The writing for the Emmy's was pretty edgy last night. Conan kept calling out all sorts of "scandals" and such. Yay Kareem Abdul Jabbar and boo Barry Manilow. Blythe Danner was definitely drunk when accepting her award but her dress was AWESOME- great choice for her age too. I like Jamie Presley. I'm glad Piven won but I am not glad about most of the wins. I do like My Name is Earl though. Still bitter about Six Feet Under getting almost no noms. And fuck that, Steve Carell should win all awards possible.

Did you ever hear about Behind the Green Door? It's fairly interesting.

I'll be on Playboy radio tomorrow morning again. 7:30. I'll post the mp3 on the site. This time I will be talking about the AWESOMEST THING EVER- this chick REALLY has TWO VAGINAS!!! And she has a blog! I wonder if she has chosen to be a virgin in the one of them and save it for someone special. Either way, check out her blog:
http://ihavetwovaginas.blogspot.com/

Check out this great transcript from a radio show where Hannity and Alec Baldwin get in a major bitchfight.
Here's a bit of what was said:
BALDWIN: And who's that - who's your little cabin boy there with you.
LEVIN: I'm not a cabin boy, butt-boy.
BALDWIN: What are you doing there, cabin boy? ... I now dub you Sean Hannity's cabin boy.
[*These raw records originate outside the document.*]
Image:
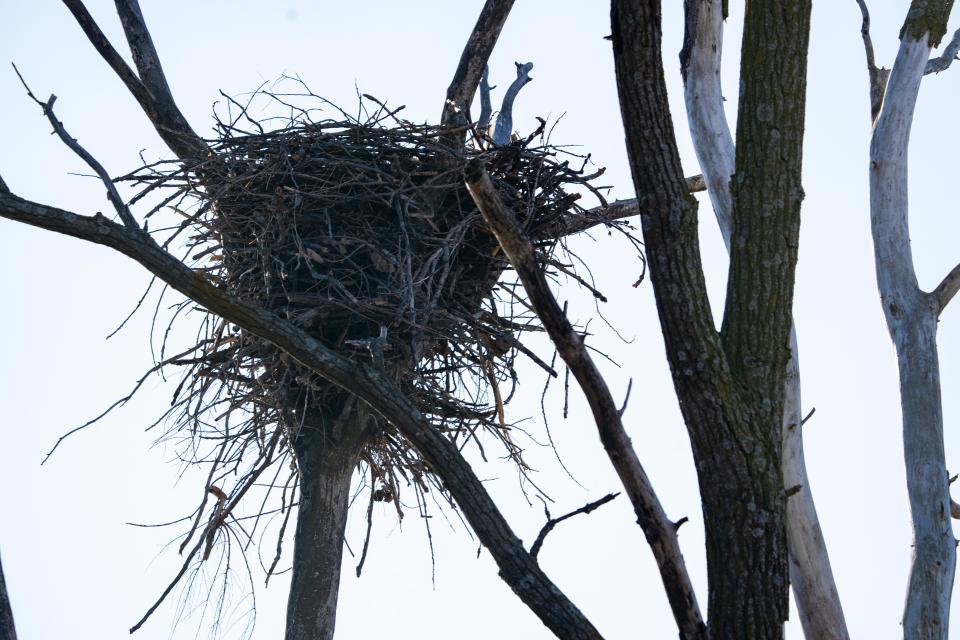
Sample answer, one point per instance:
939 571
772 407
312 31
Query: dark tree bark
517 567
327 445
729 383
7 630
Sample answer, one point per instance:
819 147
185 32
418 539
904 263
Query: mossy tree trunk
730 383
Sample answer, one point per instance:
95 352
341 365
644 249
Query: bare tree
7 629
911 313
326 382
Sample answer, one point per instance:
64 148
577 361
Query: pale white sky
75 570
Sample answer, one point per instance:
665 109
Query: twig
651 517
553 522
473 61
878 75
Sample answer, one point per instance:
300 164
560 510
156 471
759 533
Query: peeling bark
814 588
660 532
327 451
517 567
730 385
7 629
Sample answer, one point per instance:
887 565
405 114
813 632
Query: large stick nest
363 234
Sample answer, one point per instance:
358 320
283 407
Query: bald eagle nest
363 234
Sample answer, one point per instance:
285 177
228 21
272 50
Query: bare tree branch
473 60
7 629
814 588
626 208
150 89
912 324
501 134
517 568
878 75
947 288
553 522
486 107
659 530
943 61
112 194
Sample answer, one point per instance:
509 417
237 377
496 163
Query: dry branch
659 530
150 89
473 61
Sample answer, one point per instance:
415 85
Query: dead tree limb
517 568
658 529
473 61
911 315
7 629
150 87
814 588
504 127
552 522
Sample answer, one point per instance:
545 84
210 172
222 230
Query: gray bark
327 449
7 629
911 316
814 588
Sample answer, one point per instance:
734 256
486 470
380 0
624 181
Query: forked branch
947 288
150 88
943 61
501 134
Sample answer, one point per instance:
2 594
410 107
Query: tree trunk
911 317
7 630
327 450
814 589
730 385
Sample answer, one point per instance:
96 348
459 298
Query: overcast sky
76 570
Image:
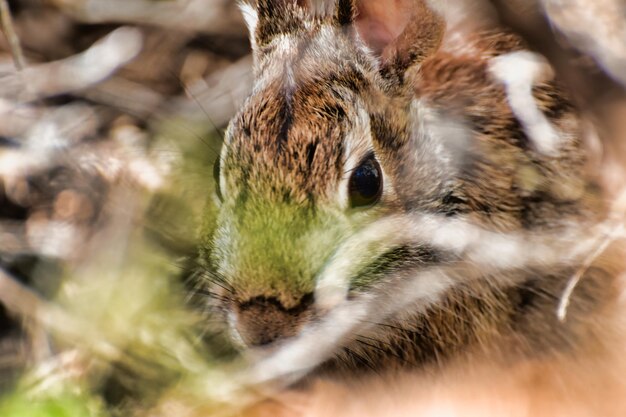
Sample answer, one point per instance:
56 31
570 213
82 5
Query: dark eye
216 177
366 183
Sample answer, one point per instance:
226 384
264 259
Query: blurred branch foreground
108 134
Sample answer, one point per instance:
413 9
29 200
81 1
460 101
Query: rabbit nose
263 320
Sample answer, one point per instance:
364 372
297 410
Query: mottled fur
327 94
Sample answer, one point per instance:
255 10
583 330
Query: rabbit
430 184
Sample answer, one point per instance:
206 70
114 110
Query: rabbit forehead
289 140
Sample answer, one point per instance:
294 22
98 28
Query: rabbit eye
366 183
216 177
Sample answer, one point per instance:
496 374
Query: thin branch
9 32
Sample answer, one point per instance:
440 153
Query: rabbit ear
267 19
345 12
402 33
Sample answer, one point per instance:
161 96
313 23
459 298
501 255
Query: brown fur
291 142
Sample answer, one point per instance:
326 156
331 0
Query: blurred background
111 116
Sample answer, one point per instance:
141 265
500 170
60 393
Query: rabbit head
368 153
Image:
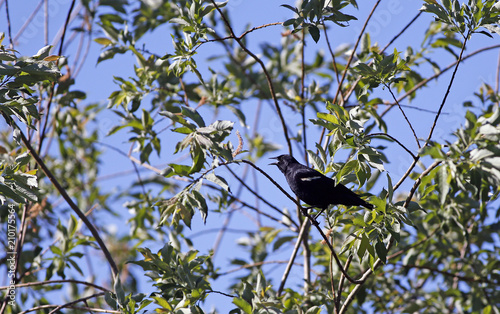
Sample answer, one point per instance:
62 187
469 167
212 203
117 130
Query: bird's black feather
315 189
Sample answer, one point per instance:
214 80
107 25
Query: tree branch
68 200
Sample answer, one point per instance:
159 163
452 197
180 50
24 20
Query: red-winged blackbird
314 188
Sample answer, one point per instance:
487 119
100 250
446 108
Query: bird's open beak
274 163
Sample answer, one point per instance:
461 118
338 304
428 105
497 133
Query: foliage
429 245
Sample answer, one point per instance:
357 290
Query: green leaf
314 31
193 115
381 251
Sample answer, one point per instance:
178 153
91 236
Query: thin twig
291 261
95 295
447 91
68 200
53 85
394 139
47 282
253 265
344 73
404 115
266 74
9 31
311 219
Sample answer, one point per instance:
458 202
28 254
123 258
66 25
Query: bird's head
283 161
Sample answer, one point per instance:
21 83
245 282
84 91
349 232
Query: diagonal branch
68 199
404 114
266 74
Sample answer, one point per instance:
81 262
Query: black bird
315 189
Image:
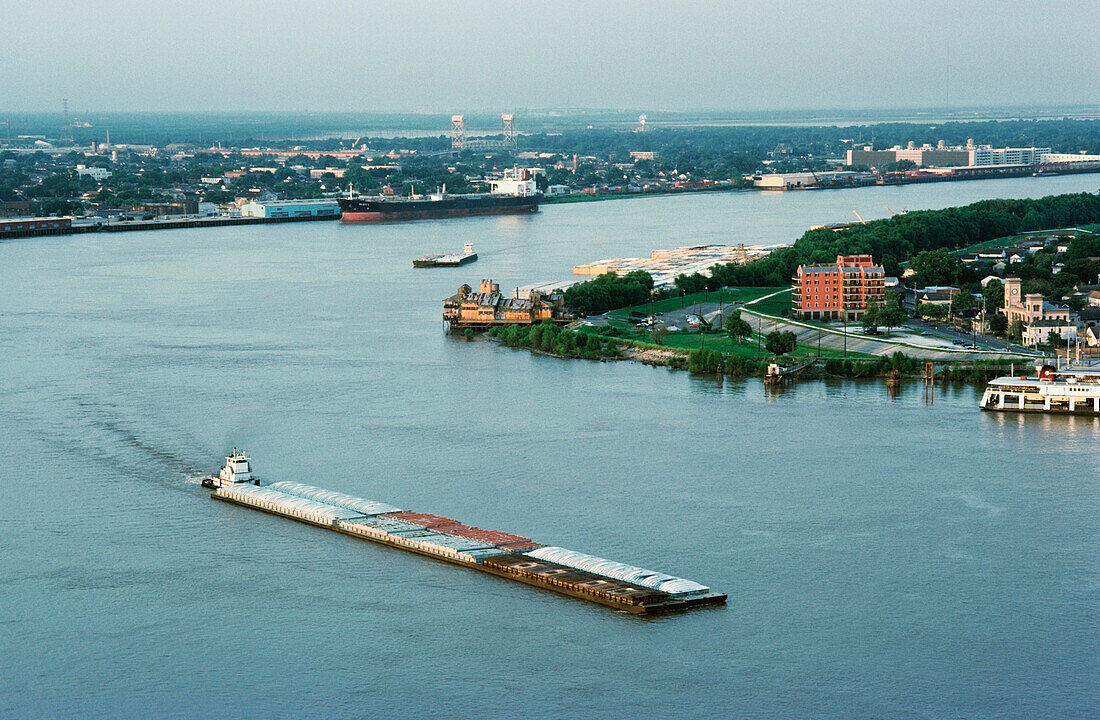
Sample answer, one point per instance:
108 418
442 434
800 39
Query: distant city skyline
479 56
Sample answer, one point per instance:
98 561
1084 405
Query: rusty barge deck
508 558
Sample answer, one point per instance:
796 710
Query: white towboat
237 471
1068 390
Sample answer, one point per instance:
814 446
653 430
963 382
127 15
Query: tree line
895 240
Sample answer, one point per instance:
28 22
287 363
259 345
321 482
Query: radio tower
507 121
66 124
458 132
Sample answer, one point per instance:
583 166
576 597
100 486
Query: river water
883 555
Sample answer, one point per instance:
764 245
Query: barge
615 585
452 259
1068 390
386 209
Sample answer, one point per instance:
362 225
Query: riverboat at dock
1073 390
442 259
579 575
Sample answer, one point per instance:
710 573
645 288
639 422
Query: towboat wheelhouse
237 471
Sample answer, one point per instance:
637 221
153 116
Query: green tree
932 311
934 267
992 295
737 328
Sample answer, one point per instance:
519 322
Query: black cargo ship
382 209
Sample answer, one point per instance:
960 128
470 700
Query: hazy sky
465 56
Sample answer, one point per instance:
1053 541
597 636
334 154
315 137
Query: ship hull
356 210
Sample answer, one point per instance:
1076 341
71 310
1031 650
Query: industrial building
840 291
801 180
969 155
29 226
290 209
487 307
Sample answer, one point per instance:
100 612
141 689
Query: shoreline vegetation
606 344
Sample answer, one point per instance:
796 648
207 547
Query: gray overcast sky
465 56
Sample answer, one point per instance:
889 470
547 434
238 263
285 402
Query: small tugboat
237 471
442 259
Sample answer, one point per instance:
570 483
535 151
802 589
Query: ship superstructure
1073 390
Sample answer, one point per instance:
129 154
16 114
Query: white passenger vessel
1069 390
237 471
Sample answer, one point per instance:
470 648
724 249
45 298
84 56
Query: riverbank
567 343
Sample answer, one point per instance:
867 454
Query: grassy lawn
1012 240
776 306
746 349
726 296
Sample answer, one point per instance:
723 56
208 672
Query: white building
290 209
784 180
988 155
517 180
98 174
1038 331
1068 157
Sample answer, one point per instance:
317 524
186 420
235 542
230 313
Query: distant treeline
710 362
898 239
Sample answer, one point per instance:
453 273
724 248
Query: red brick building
838 291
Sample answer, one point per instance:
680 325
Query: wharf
508 558
47 228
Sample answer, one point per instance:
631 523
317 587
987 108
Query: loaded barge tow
579 575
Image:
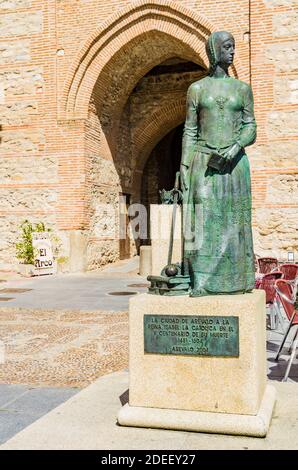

Finally, I got a little Reznor for you today, and this is pretty special. This video is pre-Nine Inch Nails Trent Reznor. It's really cool because it's from an old news show talking about how people are against music made by computers- it's in the 80s and the trend had just begun. He is SUCH a dork in the video! Him and his band are like Flock of Seagulls or something. It's great to see someone who is such a badass rockstar be so completely silly and cheesy.



This weekend was extremely pleasant. On each day of the week, I ate a homecooked meal with great people. On Friday night I enjoyed a hot pot with delcious Asian goodness and spicy things in it at a lovely gathering in a LES apartment. On Saturday I spent time with my family and we went to a pig roast where there was a whole pig. I ate some of its face, some weird tasty meat near its spine, and even some of its skin. Then on Sunday, Yaz made an amazing brunch in her SoHo apartment. Homemade blueberry mufkins! Group meals in homes are pretty fantastic and a great change of pace from NYC restaurants. I always look forward to those.

Did you ever see the movie "The Family Man"? I just remembered how much I like that movie when I thought about how much I dislike Nick Cage's more recent projects. It's really very funny.

PS- Ed Burns is so fine!!! (and talented) Yum I just want to think about him for a bit.